Phantastik-Tipp im Dezember 2024
Oetinger 2024.
256 S.
Carsten Henn: Die goldene Schreibmaschine
Emily hatte eine Bibliothek.
Und in dieser gab es einen Ohrensessel, der über die Jahre bunte Flicken gesammelt hatte wie andere Manga-Hefte. Er besaß eine Kuhle, die so wunderbar eingesessen war, dass man gar nicht mehr aufstehen wollte. (19)
Genauer gesagt arbeitet Emilys Großmutter Rose in dieser Bibliothek, die in dem ehemaligen herrschaftlichen Landsitz eines Eurich von Gutenberg untergebracht ist. Der Rokoko-Saal hütet ein Geheimnis, das das Mädchen sehr bald lüftet.
Im Zentrum der Erzählung steht eine Quest im eigenen kleinen Städtchen: das Finden, das Nutzen und schließlich das Schützen der magischen Bibliothek vor dem Missbrauch der ihr innewohnenden Macht. Denn wer die magische Bibliothek betritt, kann durch das Nutzen der goldenen Schreibmaschinen Bücher umschreiben – und das gestaltet die erzählte Welt um.
So verändert Emily ihr Lieblingsbuch, was zur Folge hat, dass sich das gedruckte Werk und der Film ebenfalls verändern. Weitere Experimente zeigen die Tragweite des Gefundenen, auch mit Blick auf den Buchmarkt: Die Karriere einer Autorin, die literaturkritische Rezeption eines Buches und auch die Rezeption allgemein. Welleneffekte sorgen dafür, dass sich durch Emilys fortgesetzte Tätigkeit später die Dynamik in der Klasse und mit ihren Freund*innen verändert. Es darf hier verraten werden, dass es dabei aber nicht bleibt.

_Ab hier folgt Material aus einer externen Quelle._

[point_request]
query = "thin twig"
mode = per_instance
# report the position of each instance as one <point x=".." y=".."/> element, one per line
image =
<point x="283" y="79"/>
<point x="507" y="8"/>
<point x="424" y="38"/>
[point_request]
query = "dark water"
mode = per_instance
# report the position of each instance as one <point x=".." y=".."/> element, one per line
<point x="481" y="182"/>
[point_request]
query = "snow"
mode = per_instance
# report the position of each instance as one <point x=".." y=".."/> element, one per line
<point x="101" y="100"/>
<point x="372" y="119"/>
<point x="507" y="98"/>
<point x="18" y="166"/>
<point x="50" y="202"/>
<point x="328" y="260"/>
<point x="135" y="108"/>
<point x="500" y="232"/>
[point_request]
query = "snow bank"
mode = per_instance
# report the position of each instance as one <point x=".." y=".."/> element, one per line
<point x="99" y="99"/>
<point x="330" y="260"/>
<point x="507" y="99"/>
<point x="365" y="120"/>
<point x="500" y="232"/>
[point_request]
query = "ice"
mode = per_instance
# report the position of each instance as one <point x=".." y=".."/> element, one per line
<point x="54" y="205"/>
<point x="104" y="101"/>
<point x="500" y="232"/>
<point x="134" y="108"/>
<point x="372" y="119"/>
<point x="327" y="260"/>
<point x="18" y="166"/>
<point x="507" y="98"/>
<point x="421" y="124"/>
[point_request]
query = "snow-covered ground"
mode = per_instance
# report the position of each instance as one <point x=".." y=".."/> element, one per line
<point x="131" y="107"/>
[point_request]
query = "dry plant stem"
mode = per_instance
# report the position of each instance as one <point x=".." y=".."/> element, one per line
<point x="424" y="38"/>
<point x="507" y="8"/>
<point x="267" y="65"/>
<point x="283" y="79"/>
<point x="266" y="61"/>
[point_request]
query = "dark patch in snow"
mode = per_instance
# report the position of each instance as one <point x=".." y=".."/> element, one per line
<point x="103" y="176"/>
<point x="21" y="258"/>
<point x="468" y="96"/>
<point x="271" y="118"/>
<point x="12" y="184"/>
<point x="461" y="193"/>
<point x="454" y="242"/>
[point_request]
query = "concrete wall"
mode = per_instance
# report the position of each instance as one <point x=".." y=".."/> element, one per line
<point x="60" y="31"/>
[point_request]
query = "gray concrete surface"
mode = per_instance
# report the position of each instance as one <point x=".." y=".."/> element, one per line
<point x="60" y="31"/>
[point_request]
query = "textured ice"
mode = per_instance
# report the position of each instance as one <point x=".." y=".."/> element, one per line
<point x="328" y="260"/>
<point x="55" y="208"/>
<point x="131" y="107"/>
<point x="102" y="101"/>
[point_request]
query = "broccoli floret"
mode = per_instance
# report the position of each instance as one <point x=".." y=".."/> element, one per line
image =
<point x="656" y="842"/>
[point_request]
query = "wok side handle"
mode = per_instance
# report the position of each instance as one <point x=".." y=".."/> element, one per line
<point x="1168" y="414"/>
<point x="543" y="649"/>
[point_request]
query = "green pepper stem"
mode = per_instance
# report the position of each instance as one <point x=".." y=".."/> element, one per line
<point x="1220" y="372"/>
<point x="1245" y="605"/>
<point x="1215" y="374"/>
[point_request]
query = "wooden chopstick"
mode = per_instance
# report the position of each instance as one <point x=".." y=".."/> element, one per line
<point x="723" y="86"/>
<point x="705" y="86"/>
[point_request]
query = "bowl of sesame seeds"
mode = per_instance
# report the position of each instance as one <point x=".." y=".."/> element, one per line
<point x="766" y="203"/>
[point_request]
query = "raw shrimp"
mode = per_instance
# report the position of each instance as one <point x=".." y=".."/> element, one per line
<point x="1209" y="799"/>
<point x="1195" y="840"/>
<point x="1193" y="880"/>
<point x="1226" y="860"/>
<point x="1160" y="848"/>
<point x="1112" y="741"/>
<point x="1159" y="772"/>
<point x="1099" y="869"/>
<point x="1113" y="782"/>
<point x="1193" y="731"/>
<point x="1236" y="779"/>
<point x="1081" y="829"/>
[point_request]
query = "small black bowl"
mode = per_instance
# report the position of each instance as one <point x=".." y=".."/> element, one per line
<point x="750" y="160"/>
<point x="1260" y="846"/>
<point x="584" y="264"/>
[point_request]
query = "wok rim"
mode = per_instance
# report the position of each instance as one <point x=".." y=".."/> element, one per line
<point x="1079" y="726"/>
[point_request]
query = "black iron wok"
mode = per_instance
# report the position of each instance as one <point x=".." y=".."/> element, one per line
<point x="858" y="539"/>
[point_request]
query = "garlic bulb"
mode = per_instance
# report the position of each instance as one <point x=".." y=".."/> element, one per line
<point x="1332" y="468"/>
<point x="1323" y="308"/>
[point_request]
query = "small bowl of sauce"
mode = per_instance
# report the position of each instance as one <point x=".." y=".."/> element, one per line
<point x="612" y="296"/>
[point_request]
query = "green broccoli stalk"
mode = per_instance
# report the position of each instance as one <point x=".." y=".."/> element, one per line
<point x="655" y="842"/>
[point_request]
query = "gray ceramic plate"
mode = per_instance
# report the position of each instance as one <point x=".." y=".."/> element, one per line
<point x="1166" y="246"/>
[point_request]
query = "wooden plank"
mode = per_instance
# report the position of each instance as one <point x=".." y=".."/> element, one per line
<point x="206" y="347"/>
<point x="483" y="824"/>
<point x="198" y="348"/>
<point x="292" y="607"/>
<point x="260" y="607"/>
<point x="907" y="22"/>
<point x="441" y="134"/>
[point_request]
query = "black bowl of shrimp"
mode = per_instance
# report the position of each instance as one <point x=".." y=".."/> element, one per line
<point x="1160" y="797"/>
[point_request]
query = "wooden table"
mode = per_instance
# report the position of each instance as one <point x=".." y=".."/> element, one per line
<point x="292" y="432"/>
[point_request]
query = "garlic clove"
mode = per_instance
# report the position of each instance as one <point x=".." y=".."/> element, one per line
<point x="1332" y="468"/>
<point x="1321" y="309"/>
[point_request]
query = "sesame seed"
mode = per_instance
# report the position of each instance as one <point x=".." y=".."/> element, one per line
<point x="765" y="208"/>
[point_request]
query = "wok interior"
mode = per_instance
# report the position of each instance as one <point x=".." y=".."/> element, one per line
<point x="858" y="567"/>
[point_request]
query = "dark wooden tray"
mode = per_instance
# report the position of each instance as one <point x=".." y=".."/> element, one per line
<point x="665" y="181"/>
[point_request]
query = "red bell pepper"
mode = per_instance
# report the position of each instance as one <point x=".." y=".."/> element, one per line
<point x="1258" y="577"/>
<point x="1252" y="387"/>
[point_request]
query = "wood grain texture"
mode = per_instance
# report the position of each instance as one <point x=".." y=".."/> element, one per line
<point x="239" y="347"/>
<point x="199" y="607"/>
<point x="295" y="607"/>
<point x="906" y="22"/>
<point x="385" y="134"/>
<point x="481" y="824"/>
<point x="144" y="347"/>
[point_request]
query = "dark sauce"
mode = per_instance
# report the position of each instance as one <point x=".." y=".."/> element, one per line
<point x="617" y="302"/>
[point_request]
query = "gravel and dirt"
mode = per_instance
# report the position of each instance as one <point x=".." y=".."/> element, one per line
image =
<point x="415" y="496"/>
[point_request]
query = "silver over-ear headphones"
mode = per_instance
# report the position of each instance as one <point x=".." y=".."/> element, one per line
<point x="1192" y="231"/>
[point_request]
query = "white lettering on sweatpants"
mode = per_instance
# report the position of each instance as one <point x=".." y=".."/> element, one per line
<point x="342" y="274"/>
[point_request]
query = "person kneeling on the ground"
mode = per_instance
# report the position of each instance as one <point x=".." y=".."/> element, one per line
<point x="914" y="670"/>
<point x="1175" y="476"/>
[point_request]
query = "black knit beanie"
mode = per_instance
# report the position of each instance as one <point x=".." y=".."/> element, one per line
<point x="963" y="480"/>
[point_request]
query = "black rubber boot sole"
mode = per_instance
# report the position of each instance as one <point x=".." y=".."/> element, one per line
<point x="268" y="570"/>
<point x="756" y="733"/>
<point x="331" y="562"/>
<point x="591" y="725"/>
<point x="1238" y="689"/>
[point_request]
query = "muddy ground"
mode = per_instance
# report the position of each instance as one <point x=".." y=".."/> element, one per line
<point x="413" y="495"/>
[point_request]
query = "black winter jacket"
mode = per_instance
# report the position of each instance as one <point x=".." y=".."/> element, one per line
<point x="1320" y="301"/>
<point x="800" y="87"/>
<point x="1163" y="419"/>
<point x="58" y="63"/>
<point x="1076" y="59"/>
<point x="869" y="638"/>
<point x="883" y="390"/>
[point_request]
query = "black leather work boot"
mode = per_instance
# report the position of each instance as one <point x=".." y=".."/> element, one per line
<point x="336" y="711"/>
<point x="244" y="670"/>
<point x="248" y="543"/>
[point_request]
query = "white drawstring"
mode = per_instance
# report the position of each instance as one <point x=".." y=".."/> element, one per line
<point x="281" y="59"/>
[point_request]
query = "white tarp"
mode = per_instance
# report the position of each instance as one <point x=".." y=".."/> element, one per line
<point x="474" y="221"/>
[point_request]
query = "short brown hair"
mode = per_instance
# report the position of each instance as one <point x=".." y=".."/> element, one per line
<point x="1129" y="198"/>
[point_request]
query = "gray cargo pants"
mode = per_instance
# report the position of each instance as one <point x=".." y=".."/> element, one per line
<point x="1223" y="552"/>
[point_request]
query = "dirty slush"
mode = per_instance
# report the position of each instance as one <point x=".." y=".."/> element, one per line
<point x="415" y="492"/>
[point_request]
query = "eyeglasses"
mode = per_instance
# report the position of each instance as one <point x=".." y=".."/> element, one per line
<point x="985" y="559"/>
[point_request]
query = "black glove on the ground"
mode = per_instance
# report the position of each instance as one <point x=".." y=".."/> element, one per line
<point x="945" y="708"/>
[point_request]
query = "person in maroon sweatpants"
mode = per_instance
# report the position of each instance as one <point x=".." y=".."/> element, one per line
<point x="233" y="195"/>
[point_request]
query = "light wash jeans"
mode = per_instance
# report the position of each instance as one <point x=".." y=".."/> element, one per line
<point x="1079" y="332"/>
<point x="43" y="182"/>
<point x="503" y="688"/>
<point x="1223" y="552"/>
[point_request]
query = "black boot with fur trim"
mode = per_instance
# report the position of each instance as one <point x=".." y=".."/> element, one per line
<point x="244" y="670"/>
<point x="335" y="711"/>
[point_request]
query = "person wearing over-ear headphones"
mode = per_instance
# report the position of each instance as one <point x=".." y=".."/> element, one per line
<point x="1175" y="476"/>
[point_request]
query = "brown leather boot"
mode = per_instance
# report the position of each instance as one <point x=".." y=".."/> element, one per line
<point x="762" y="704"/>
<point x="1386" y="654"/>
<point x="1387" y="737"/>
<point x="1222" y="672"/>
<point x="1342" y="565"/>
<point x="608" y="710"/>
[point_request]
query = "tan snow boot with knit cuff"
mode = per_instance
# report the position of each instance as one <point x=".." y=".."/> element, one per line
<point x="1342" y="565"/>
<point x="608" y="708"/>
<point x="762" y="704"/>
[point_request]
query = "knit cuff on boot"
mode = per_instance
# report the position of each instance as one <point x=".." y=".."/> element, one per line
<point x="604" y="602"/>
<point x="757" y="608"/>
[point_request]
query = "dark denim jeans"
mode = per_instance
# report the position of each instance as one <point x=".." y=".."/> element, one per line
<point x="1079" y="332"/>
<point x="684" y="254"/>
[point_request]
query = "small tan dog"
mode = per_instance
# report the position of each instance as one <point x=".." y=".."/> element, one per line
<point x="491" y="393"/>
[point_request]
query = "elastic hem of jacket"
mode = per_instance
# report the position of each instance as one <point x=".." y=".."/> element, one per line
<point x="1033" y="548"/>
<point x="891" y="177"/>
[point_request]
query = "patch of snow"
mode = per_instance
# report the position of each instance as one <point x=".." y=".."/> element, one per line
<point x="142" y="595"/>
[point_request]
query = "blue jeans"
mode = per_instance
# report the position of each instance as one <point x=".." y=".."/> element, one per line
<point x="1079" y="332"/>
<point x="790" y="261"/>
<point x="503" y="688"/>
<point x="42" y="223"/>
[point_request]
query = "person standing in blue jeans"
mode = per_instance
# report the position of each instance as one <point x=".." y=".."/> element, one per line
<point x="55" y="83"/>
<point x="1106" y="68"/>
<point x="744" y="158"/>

Vom Dreiergespann aus Emiliy, ihrer Freundin Charly und ihrem Freund (mit dem es ruhig ein bisschen mehr sein dürfte) Frederick wird vor allem aus Emiliys Perspektive personal erzählt. Aber auch die anderen beiden und der Antagonist Dr. Günter Dresskau, seines Zeichens Mathematiklehrer, erhalten in ein paar Kapiteln eine Perspektive. Die überzeichnete Lehrerfigur erinnert etwas an Severus Snape in den ersten „Harry Potter”-Bänden. Sein innerer Konflikt hat jedoch nichts mit der Familie seiner Schülerin, sondern der eigenen und deren Erwartungshaltung bezüglich beruflicher Leistung zu tun. Dresskaus Versagensgefühle treiben ihn an, einem eigentlich vagen Hinweis zur magischen Bibliothek zu folgen, um die Realität nach seinen Vorstellungen zu adaptieren. Gier, aber auch Verzweiflung und Sehnsucht nach Wertschätzung im sozialen Gefüge werden anhand dieser Figur verhandelt.
Der Text ist – wie nicht anders zu erwarten von einem Buch mit dem titelgebenden Leitmotiv einer Schreibmaschine – stark geprägt von Selbstreflexivität des Mediums Buch, Intertextualität und medialen Bezügen. Reflektiert werden in diesem phantastischen Roman neben der Wichtigkeit von Literatur auch deren Rezeption und kommerzielle Aspekte. Gedanken zu Autorschaft werden präsentiert, z. B. muss der neue Text getippt und eingeklebt sein, um ‚real’ zu werden, was eine Verbindung von Schreiben und Kunsthandwerk nahelegt. Auch die Verknüpfung von Magie und (alter) Technologie ist interessant: Es ist die Schreibmaschine für die Protagonistin schon aufgrund ihres Seltenheitswerts und der anderen Handhabung im Vergleich zum Computer, etwas Besonderes.
Carsen Henns phantastischer Kinderroman ist eine Ode an Literatur, die bekannte und etablierte Motive aufgreift, dabei aber eine Vielzahl von Aspekten des Literaturbetriebs aufgreift und zwischen den Zeilen thematisiert.